„Snowpiercer“: intelligente Science fiction-Action aus Korea

Snowpiercer demonstriert die Vitalität des asiatischen Kinos. Mit ihrer sehenswerten Genre-Mischung aus Action-Film und Öko-Science fiction-Dystopie begeisterten Bong Joon-ho und Park Chan-Wook schon das Fachpublikum im Forum der Berlinale 2014.
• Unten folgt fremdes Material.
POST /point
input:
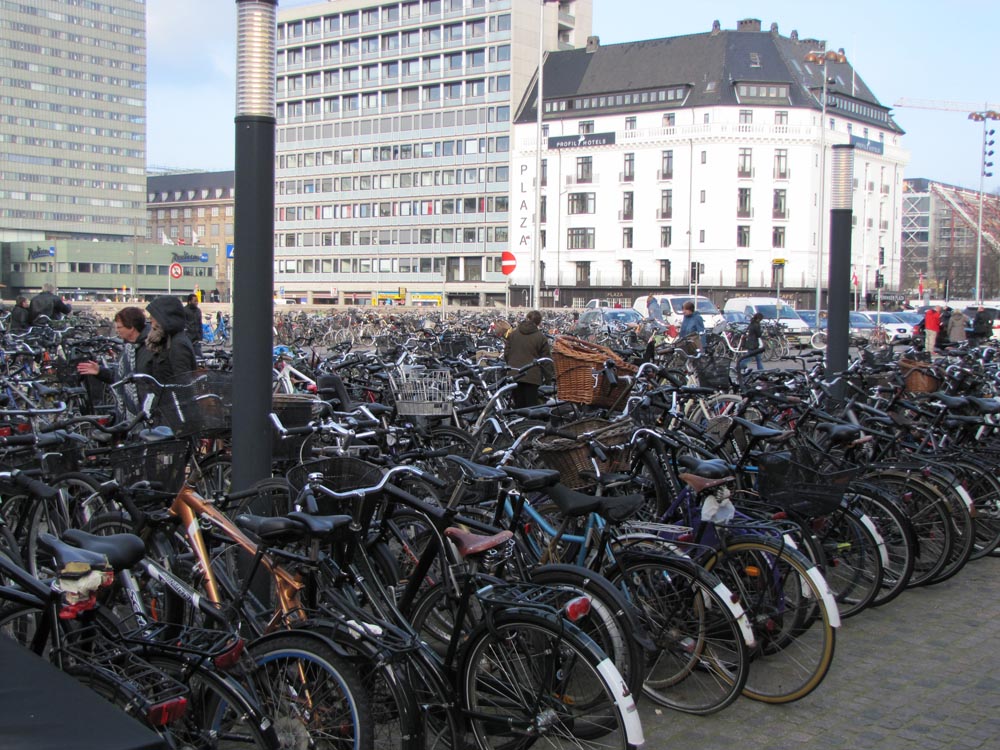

Der Film spielt in der nahen Zukunft, die Idee ist dem französischen Comic Le Transperceneige entliehen: die westlichen Industriestaaten wollten den voranschreitenden Klimawandel mit einem gewagten technischen Plan stoppen, die Konsequenz ist, dass die Erde völlig vereist. Durch die eindrucksvoll gefilmten Frost-Landschaften rast ein Zug mit den letzten Überlebenden. Diese Arche ist streng hierarchisch nach Klassen getrennt: hinten vegetiert das Prekariat in Dunkelheit und Enge vor sich hin, die Sicherheitsorgane des großen Wilford, der als gütiger Diktator verehrt wird, bringen ihnen gelegentlich Proteinkekse, die aus zermalmten Insekten und Krebsen gewonnen werden. In den vorderen Waggons lassen es sich die Schönen und Reichen bei Wellness-Behandlungen und Drogen-Partys gutgehen.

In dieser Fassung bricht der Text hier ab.